4. Consolidate your debt
If you carry debt in a few places and/or have debts with high interest rates, it may be worth consolidating them into one place. Having a single balance can make your debt feel more manageable, as you’ll have one payment to make. And by moving debt from a high interest rate (i.e., on a credit card) to a lower rate solution (such as a personal loan or line of credit), you can save significantly on interest costs. If you have equity in your home, consider a Home Equity Line of Credit or refinancing to roll your debt into your mortgage for the lowest interest rate option.
5. Find ways to add to your income
Can you add extra shifts to your current work schedule? What about adding a side hustle? There are many ways to make some extra money to put towards your debt. From tutoring or babysitting, driving for a ride-share app or freelancing, think about what might work for you.
6. Sell stuff you don’t need
Scan your closets and cupboards for things you no longer use, and consider selling them. You might go the old-fashioned garage sale route or try selling them online. Then put any money you get towards paying down your debt faster.
While not all these strategies may work for you, if you can put one or two of them to practice, you may be able to start making a dent into your debt — and feel more in control of your money going forward.

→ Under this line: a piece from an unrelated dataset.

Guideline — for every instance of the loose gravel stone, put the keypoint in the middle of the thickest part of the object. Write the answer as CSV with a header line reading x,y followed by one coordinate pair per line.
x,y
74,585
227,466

This article is intended as general information only and is not to be relied upon as constituting legal, financial or other professional advice. A professional advisor should be consulted regarding your specific situation. Information presented is believed to be factual and up-to-date but we do not guarantee its accuracy and it should not be regarded as a complete analysis of the subjects discussed. All expressions of opinion reflect the judgment of the authors as of the date of publication and are subject to change. No endorsement of any third parties or their advice, opinions, information, products or services is expressly given or implied by Royal Bank of Canada or any of its affiliates.